None Other Gods eBook

This eBook from the Gutenberg Project consists of approximately 378 pages of information about None Other Gods.

None Other Gods eBook

This eBook from the Gutenberg Project consists of approximately 378 pages of information about None Other Gods.

It was not till a week later that Gertie did that which was to effect so much in Frank—­she confided in him.

The week had consisted of the kind of thing that might be expected—­small negligible adventures; work now and then—­the Major and Frank working side by side—­a digging job on one day, the carrying of rather dingy smoke-stained hay on another, the scraping of garden-paths that ran round the small pink house of a retired tradesman, who observed them magnificently though a plate-glass window all the while, with a cigar in his teeth, and ultimately gave them ninepence between them.  They slept here and there—­once, on a rainy night, in real lodgings, once below a haystack.  Frank said hardly a word to Gertie, and did little more than listen to the Major, who was already beginning to repeat himself; but he was aware that the girl was watching him.

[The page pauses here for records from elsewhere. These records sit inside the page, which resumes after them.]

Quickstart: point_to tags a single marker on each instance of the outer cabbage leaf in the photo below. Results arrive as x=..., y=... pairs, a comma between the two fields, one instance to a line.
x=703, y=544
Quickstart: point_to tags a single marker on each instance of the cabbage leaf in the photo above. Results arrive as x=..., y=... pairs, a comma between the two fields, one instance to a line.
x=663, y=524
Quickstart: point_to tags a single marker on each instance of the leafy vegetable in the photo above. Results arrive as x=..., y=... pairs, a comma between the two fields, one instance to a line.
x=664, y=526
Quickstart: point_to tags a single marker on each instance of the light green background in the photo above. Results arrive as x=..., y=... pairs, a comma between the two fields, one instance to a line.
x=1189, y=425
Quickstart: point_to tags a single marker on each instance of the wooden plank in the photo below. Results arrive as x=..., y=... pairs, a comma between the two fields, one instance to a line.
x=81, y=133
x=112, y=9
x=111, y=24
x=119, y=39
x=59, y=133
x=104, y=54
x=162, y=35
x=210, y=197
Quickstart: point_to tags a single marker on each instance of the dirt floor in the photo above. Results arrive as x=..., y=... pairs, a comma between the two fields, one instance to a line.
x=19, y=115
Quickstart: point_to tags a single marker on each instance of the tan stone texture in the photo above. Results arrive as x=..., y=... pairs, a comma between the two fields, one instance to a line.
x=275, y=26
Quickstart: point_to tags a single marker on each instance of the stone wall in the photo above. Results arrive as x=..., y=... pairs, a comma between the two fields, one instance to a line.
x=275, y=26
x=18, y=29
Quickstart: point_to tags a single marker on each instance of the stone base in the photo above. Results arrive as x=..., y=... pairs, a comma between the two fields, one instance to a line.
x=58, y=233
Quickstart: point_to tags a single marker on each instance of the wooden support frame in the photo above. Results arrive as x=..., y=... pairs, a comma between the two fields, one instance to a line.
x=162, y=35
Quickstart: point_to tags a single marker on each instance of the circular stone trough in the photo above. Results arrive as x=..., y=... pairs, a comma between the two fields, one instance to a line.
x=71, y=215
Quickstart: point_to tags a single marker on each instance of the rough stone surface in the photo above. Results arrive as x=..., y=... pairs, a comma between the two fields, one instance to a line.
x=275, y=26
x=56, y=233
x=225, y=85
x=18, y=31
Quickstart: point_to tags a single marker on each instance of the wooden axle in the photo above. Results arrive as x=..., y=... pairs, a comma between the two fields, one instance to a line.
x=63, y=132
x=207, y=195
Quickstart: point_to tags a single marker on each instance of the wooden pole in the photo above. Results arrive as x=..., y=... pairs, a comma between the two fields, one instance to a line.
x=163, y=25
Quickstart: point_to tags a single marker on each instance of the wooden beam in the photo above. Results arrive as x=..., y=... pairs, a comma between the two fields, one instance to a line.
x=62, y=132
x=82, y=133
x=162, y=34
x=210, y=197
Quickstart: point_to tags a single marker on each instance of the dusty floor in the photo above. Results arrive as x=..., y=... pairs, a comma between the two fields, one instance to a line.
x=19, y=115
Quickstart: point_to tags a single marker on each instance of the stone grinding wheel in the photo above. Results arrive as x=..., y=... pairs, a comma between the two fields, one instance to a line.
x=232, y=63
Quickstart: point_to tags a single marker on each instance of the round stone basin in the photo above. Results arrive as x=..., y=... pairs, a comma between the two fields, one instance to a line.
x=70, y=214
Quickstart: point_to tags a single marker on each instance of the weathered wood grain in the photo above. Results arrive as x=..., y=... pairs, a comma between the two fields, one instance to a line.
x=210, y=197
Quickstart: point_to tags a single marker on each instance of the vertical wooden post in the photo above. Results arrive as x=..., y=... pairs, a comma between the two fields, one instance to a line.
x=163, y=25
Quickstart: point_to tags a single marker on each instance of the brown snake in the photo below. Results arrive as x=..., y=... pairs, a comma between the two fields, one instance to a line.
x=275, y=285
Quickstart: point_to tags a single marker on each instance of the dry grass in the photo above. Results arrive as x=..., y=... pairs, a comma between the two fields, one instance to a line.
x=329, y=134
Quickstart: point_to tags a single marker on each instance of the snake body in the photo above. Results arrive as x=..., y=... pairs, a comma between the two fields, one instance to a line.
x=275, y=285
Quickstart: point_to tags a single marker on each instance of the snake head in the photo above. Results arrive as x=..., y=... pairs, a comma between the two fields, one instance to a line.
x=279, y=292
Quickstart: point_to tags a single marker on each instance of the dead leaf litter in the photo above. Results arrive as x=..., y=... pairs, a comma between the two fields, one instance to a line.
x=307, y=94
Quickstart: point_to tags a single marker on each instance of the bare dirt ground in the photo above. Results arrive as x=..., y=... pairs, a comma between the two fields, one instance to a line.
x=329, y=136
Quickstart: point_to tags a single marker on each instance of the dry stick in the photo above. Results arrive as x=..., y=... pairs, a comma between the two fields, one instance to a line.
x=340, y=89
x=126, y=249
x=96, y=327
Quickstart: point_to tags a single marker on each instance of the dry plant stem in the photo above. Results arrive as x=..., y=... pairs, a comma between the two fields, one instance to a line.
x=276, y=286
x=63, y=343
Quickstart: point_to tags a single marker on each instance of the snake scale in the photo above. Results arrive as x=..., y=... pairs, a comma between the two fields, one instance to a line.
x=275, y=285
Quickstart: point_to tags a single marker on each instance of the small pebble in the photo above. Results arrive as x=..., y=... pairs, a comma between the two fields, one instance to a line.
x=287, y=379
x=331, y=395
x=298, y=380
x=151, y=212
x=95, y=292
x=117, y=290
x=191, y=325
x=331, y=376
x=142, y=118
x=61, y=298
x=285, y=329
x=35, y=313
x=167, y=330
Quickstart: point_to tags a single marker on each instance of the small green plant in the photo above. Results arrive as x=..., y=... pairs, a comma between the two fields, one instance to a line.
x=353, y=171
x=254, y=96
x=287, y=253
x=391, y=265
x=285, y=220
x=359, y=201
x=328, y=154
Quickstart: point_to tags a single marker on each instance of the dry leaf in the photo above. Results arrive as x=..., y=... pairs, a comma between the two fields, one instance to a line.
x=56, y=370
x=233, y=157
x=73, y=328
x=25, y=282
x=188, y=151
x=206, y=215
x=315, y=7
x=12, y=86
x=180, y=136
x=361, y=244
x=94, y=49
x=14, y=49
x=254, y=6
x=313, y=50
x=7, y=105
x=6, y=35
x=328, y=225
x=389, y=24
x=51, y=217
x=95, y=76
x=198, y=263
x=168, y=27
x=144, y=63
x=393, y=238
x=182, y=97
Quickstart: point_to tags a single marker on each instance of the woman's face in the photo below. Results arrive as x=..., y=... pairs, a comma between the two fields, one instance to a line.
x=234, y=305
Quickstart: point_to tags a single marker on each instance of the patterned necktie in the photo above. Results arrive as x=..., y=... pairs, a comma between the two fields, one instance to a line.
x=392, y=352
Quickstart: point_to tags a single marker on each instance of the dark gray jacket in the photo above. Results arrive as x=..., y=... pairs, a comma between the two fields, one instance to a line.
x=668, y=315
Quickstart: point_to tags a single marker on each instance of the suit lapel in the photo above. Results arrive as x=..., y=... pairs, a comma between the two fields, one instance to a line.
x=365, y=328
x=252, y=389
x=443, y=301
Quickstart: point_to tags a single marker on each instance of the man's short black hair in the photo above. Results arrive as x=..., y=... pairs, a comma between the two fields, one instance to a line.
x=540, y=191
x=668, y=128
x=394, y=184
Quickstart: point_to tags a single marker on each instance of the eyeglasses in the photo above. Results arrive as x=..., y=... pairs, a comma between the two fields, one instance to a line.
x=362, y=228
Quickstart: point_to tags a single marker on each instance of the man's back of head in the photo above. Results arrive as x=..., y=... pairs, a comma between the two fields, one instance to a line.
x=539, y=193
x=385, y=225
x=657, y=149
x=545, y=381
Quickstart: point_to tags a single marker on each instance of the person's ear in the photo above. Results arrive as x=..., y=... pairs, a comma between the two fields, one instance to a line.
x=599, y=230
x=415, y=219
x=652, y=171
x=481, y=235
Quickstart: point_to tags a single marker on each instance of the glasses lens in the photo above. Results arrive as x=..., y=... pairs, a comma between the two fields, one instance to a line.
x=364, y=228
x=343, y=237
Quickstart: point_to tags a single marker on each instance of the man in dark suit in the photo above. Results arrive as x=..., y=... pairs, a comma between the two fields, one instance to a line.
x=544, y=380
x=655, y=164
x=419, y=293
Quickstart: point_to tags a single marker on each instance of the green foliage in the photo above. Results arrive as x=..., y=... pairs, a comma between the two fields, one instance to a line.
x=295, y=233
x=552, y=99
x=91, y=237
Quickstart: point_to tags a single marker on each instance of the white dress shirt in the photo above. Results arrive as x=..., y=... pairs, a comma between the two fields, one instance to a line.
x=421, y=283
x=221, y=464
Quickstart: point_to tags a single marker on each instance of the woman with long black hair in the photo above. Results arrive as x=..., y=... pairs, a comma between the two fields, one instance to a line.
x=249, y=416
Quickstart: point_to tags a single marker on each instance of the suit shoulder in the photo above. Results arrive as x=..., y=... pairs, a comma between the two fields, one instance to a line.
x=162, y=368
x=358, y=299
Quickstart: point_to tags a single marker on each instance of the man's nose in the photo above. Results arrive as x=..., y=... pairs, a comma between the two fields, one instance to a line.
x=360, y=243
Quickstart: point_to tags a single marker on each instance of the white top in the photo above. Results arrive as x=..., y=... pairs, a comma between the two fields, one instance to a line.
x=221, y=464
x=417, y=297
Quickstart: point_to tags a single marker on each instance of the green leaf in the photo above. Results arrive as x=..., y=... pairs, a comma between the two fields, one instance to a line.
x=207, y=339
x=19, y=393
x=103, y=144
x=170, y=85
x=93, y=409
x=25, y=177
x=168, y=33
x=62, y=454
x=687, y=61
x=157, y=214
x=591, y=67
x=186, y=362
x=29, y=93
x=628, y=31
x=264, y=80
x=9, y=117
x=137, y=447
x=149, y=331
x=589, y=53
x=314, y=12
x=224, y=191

The crisis came about under circumstances that might be expected—­on a rather sentimental kind of Sunday evening, in a village whose name I forget (perhaps it was Escrick) between Selby and York.  Frank had made a small excursion by himself in the morning and had managed to hear mass; they had dined well off cold bacon and beans, and had walked on in the afternoon some miles further; and they came to the village a little after six o’clock.  The Major had a blister, which he had exhibited at least four times to the company, and had refused to go further; and as they came to the outskirts of the village, volunteered to go and look for shelter, if the two would wait for him at a stile that led across fields to the old church.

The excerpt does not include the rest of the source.